Data tahun 2019-2020 pada kuartal 2 menunjukan pengguna internet aktif di Indonesia berjumlah 196,71 juta jiwa atau sebesar 73,7 persen dari total penduduk 266,91 juta jiwa sebagian besar berada di Pulau Jawa dan Sumatera.
Pulau Jawa sebagai pulau terpadat memiliki tingkat penetrasi internet mencapai 41,7 persen dan Sumatera 16,2 persen. Kondisi ini berbanding terbalik dengan wilayah lainnya, seperti Kalimantan 4,6 persen, Sulawesi 5,1 persen, Bali dan Nusa Tenggara 3,9 persen, serta Maluku dan Papua yang hanya 2,2 persen saja.
Studi dari Boston Consulting Group (BCG) tahun 2017, mencatat ada sekitar 150 ribu lokasi fasilitas publik yang belum terlayani internet. Mulai dari layanan pendidikan, kesehatan, kantor pemerintahan, markas pertahanan dan keamanan, pariwisata dan lainnya.
Bahkan, masih banyak area blank spot yang tidak terjamah sinyal di Indonesia meski sudah 20 tahun berlangsungnya privatisasi layanan telekomunikasi. Kondisi inilah yang membuat ICT Development Index Indonesia menduduki rangking ke-111 dari 176 negara di dunia. Kalah jauh dari negara-negara ASEAN, seperti Singapura, Malaysia, Brunei Darussalam dan Thailand.
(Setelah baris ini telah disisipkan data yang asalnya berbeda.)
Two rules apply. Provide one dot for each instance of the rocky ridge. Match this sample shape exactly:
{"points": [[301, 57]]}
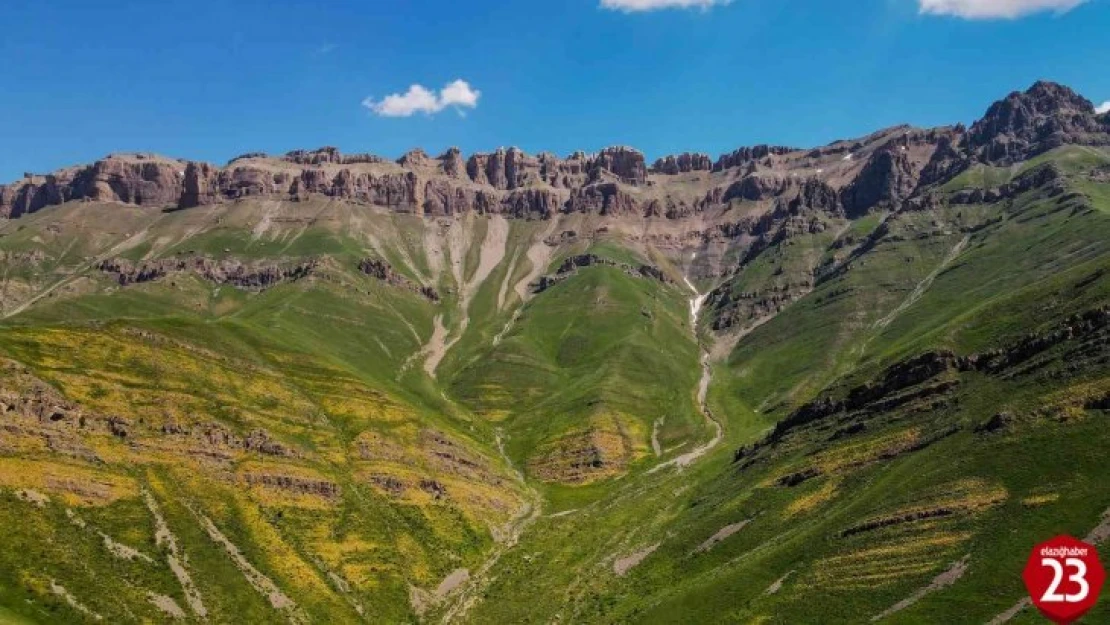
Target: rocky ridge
{"points": [[850, 177]]}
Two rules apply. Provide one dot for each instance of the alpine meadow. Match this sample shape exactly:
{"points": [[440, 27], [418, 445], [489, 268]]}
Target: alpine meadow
{"points": [[839, 384]]}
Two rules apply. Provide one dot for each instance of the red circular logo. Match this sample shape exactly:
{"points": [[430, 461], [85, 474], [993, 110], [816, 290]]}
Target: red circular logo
{"points": [[1063, 577]]}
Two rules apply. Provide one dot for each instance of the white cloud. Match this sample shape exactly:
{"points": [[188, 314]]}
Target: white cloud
{"points": [[419, 99], [995, 9], [642, 6]]}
Mengatasi kesenjangan digital yang terjadi di Indonesia, khususnya di Provinsi Papua dan Papua Barat, Kementerian Komunikasi dan Informatika lewat Badan Aksesibilitas Telekomunikasi dan Informasi (BAKTI) menggarap program konektivitas digital, khususnya di wilayah 3T (terdepan, teluar dan tertinggal).
Ini sejalan dengan Inpres No. 9 tahun 2020 tentang Percepatan Pembangunan Kesejahteraaan di Provinsi Papua dan Papua Barat.